Oireachtas Joint and Select Committees
Tuesday, 1 March 2022
Joint Oireachtas Committee on Climate Action
Energy - Ambition and Challenges: Discussion
Dr. James Carton:
For the hydrogen strategy we need to think generally around our carbon budgets. Ireland, at some point in the future, will have to start sucking carbon out of the atmosphere because we are most likely going to go over our carbon budgets. That is one thing to mention. If we are going down a hydrogen route, we can really easily, given all the comments in this room, go with a green hydrogen strategy. Frequently, as we go into 2030 and beyond, we will produce way more energy than batteries can store and that we can move in our cables, so we can produce lots of hydrogen. It can be green. That is a thing to think about. Whoever is pulling together the hydrogen strategy needs to think about that
. The certification process is really important. The fact I can prove I have an electrolyser in the middle of an ocean beside a wind farm means it is obvious it is green hydrogen. It is not so obvious though once the hydrogen goes into a pipe, ship, vehicle or industry. The certification process of hydrogen full stop, namely, whatever colour it is, needs to exist. This is developed through the EU and through a number of projects through Europe and it exists so effectively we will apply similar processes. What this does, more than us being able to sell it as a green product that is guaranteed Irish and green to export, maybe, is it engages with public and with people. This is not a greenwashing exercise. There is certification here. We are producing it. Our strategy says it is going to be green and that needs to be embedded in whatever strategy is produced.

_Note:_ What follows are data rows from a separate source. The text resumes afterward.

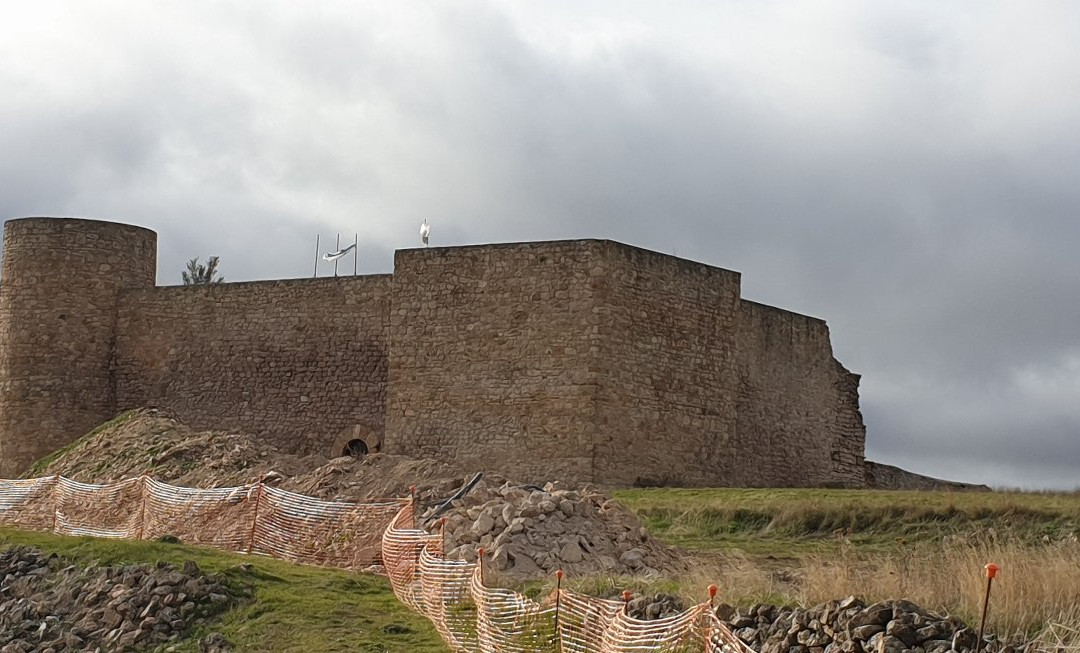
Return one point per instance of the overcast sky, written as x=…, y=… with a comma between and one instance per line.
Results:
x=907, y=171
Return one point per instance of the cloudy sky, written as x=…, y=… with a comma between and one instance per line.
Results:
x=907, y=171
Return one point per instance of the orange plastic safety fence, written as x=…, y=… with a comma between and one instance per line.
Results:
x=721, y=639
x=27, y=503
x=447, y=599
x=402, y=544
x=255, y=518
x=220, y=517
x=671, y=635
x=261, y=519
x=508, y=622
x=583, y=620
x=100, y=511
x=332, y=533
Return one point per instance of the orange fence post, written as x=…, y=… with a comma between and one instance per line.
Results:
x=412, y=498
x=991, y=571
x=558, y=600
x=56, y=507
x=255, y=517
x=142, y=512
x=712, y=599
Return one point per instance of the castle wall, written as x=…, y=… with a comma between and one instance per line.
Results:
x=582, y=361
x=798, y=420
x=493, y=364
x=297, y=362
x=666, y=407
x=58, y=297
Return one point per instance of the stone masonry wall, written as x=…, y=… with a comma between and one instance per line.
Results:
x=57, y=322
x=580, y=361
x=666, y=412
x=798, y=420
x=493, y=357
x=296, y=361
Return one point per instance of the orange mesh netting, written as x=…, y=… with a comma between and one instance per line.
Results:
x=106, y=511
x=333, y=533
x=261, y=519
x=27, y=504
x=220, y=517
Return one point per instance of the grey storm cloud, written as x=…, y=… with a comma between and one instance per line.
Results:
x=906, y=172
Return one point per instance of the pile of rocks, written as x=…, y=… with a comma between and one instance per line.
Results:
x=851, y=626
x=530, y=531
x=48, y=604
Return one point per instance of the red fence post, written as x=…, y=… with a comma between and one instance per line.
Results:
x=56, y=507
x=142, y=514
x=712, y=598
x=558, y=601
x=255, y=517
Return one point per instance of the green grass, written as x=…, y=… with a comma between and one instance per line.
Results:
x=41, y=464
x=291, y=607
x=799, y=521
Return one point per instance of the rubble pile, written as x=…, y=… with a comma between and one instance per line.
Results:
x=851, y=626
x=48, y=604
x=527, y=531
x=530, y=531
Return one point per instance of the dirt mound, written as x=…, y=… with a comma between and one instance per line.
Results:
x=152, y=441
x=530, y=531
x=376, y=476
x=527, y=530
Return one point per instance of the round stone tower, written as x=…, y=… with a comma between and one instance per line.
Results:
x=58, y=296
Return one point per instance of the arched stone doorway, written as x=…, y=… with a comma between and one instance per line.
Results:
x=356, y=440
x=355, y=448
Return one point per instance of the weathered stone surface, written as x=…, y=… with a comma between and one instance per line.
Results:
x=848, y=626
x=582, y=361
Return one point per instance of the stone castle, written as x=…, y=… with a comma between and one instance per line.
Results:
x=582, y=361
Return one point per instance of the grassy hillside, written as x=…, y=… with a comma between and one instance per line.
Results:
x=791, y=521
x=293, y=608
x=808, y=546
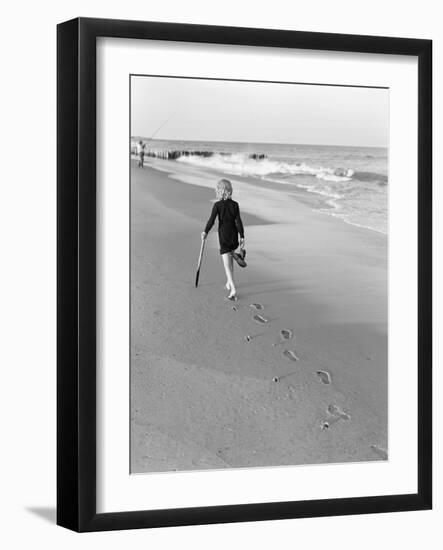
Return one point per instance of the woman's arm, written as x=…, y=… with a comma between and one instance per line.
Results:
x=239, y=223
x=211, y=219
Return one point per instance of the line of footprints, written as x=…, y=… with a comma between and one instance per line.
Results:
x=335, y=414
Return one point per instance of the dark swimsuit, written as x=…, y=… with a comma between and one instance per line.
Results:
x=229, y=224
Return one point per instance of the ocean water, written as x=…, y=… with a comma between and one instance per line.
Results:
x=351, y=183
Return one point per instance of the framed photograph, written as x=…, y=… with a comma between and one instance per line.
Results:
x=244, y=274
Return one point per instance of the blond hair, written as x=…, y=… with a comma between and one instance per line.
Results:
x=223, y=189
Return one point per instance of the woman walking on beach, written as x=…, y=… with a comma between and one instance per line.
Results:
x=230, y=226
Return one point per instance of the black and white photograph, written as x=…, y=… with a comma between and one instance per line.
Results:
x=258, y=274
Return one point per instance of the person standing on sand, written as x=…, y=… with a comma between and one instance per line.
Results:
x=230, y=226
x=141, y=153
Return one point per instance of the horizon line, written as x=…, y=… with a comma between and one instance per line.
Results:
x=260, y=142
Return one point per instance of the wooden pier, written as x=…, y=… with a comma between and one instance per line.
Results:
x=173, y=154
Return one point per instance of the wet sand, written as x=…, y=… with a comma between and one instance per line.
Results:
x=212, y=387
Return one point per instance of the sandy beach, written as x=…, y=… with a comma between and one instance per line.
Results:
x=212, y=387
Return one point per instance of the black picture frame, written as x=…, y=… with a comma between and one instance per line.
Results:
x=76, y=274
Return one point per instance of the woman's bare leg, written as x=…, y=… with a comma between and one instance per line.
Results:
x=227, y=259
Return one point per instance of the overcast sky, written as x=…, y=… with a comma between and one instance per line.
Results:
x=215, y=110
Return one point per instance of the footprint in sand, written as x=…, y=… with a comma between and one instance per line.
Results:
x=260, y=319
x=380, y=452
x=290, y=355
x=324, y=376
x=337, y=414
x=336, y=411
x=285, y=334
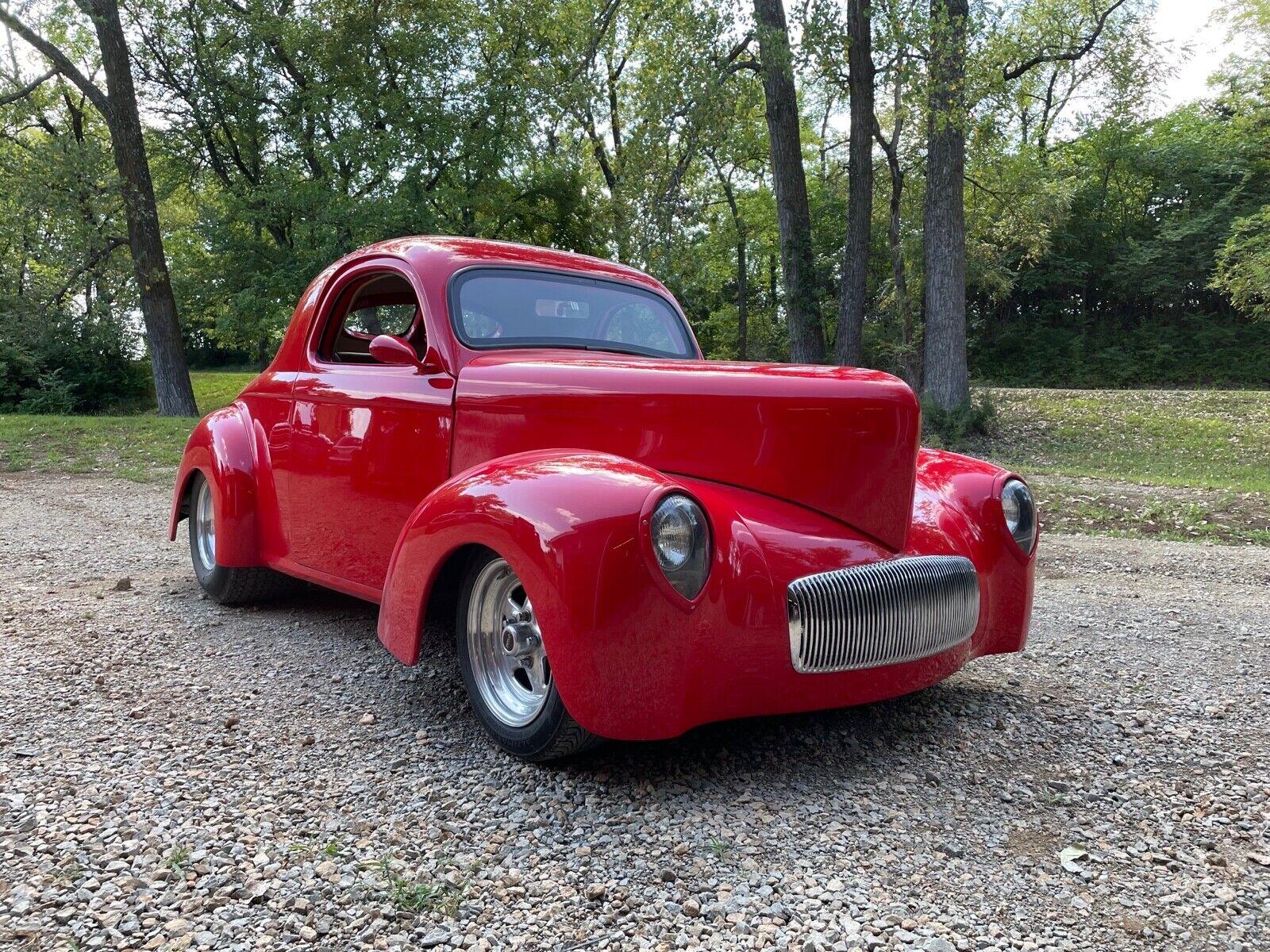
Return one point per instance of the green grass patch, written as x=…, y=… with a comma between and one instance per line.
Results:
x=139, y=448
x=1204, y=440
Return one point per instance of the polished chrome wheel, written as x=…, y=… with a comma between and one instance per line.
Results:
x=505, y=644
x=205, y=527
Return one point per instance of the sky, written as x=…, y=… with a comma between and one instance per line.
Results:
x=1191, y=23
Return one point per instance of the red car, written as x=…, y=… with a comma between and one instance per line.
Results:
x=628, y=539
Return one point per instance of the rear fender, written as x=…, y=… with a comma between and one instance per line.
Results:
x=222, y=448
x=568, y=522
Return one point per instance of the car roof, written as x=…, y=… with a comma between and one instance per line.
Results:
x=440, y=257
x=435, y=259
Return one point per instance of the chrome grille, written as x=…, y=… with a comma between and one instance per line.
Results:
x=882, y=613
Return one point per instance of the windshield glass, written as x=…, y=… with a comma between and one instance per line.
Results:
x=505, y=309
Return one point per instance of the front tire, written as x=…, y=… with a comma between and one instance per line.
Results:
x=506, y=666
x=229, y=587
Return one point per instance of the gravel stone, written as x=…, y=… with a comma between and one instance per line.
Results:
x=177, y=774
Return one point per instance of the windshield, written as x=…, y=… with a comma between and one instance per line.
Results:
x=506, y=309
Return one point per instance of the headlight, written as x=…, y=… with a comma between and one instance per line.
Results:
x=681, y=543
x=1020, y=511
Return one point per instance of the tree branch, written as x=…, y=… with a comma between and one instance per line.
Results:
x=94, y=259
x=1013, y=73
x=29, y=89
x=61, y=63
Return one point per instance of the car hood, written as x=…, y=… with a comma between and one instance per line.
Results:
x=837, y=440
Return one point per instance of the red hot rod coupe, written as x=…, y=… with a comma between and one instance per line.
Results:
x=629, y=539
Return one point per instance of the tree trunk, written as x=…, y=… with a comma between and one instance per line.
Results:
x=154, y=285
x=946, y=380
x=897, y=270
x=789, y=182
x=855, y=255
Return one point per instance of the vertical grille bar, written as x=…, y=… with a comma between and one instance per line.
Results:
x=882, y=613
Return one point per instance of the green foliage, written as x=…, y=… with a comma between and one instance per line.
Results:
x=1244, y=264
x=1106, y=245
x=67, y=363
x=956, y=428
x=51, y=395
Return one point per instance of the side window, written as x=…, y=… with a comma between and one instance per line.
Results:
x=372, y=321
x=384, y=304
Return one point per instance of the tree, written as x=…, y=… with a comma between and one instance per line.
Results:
x=118, y=108
x=946, y=380
x=855, y=255
x=789, y=183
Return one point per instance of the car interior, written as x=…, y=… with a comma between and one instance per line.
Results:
x=383, y=304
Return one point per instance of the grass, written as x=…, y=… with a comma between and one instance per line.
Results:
x=1175, y=465
x=139, y=448
x=1203, y=440
x=1187, y=465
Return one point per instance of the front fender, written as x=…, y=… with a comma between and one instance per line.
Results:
x=222, y=448
x=567, y=522
x=956, y=507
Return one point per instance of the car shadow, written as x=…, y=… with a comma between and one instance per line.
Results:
x=914, y=734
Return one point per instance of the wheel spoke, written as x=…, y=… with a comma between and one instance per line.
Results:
x=512, y=609
x=533, y=668
x=505, y=647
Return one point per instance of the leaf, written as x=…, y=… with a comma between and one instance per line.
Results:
x=1068, y=857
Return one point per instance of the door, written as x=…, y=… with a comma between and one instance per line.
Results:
x=368, y=441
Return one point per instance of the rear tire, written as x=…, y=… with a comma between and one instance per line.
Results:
x=506, y=668
x=229, y=587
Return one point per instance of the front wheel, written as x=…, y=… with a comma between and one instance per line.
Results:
x=506, y=666
x=229, y=587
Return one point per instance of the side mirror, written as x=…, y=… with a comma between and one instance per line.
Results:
x=387, y=349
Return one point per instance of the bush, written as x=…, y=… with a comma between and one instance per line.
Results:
x=956, y=428
x=50, y=359
x=51, y=395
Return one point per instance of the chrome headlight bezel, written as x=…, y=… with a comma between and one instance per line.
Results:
x=681, y=543
x=1019, y=511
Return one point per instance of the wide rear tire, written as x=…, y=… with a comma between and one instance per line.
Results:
x=229, y=587
x=506, y=670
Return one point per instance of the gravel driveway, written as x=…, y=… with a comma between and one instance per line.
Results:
x=182, y=776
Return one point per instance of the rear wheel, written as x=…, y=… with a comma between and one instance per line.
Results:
x=506, y=668
x=230, y=587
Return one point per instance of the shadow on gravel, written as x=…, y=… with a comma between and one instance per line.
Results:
x=914, y=734
x=873, y=742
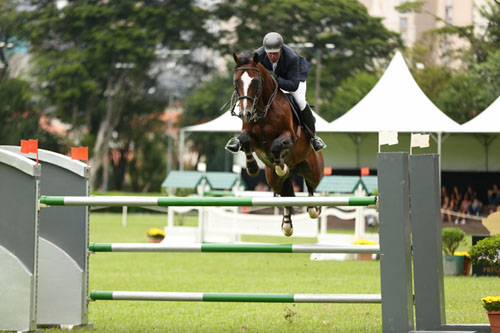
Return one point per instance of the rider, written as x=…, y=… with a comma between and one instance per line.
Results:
x=291, y=71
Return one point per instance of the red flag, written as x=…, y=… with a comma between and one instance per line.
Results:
x=81, y=153
x=29, y=146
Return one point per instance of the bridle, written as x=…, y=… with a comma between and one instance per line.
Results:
x=236, y=98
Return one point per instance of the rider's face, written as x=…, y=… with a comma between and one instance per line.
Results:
x=274, y=56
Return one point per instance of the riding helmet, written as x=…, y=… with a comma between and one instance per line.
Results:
x=272, y=42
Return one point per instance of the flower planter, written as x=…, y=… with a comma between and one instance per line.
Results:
x=365, y=256
x=453, y=265
x=494, y=317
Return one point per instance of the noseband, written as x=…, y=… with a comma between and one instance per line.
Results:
x=236, y=98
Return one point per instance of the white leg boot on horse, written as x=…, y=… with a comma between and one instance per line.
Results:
x=309, y=122
x=314, y=211
x=286, y=224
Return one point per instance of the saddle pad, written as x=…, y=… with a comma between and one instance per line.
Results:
x=294, y=107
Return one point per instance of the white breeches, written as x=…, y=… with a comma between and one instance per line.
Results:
x=300, y=95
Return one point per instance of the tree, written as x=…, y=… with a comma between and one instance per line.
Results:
x=358, y=39
x=94, y=56
x=10, y=27
x=204, y=105
x=470, y=92
x=350, y=92
x=431, y=76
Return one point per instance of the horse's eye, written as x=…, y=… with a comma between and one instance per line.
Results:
x=254, y=84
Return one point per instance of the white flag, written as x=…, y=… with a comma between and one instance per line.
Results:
x=419, y=140
x=387, y=138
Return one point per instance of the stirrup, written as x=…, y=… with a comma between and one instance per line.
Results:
x=317, y=144
x=233, y=145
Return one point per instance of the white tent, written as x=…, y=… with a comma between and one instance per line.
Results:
x=232, y=124
x=395, y=103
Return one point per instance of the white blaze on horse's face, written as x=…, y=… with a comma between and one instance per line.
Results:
x=246, y=80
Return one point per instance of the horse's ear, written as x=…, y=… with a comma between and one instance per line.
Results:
x=255, y=58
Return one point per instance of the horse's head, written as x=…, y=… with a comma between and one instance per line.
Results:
x=247, y=83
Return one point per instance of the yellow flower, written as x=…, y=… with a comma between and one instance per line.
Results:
x=491, y=303
x=462, y=254
x=364, y=242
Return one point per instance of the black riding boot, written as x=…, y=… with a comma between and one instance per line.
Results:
x=233, y=145
x=309, y=120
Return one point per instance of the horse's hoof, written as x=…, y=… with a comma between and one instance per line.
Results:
x=314, y=212
x=253, y=174
x=281, y=172
x=287, y=229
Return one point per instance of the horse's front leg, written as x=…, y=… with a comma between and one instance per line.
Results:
x=286, y=224
x=314, y=211
x=279, y=147
x=246, y=144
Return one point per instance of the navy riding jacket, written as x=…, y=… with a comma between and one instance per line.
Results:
x=291, y=68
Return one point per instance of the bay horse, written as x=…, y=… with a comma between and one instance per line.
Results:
x=270, y=130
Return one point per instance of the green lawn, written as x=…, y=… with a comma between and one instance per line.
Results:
x=245, y=272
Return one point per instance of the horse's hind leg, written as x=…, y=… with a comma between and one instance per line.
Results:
x=286, y=224
x=314, y=211
x=279, y=147
x=252, y=166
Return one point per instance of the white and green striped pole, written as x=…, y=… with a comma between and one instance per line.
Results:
x=205, y=201
x=224, y=247
x=233, y=297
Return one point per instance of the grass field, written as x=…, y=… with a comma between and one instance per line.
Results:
x=260, y=273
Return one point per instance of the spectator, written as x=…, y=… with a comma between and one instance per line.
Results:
x=447, y=207
x=457, y=198
x=493, y=196
x=463, y=209
x=475, y=207
x=471, y=192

The other point was hydrogen valleys. If we are producing hydrogen over the next number of years, from an early deployment point of view we are probably going to be on the scale of tens to maybe hundreds of megawatts. We see Ireland could produce probably 500 MW of hydrogen by 2030 if we really wanted to. That would be used to decarbonise heavy industry and some heavy transport, for example. We think that is possible and achievable by 2030 if the push is there from the renewable deployment to match that. The key with those early deployment projects is production, use and decarbonisation probably fairly close to each other so the need for complex energy carriers like ammonia, certainly in the early years, is eliminated and the cost of moving hydrogen around or even storing it for long durations is also eliminated. Again, it gives us experience. It gives our workforce experience, knowledge and skills. It gives the education people routes to upskill people through SOLAS, universities or technical courses. It gives us time to learn and be prepared to scale up past 2030 for hydrogen. I hope that answers the Senator's question.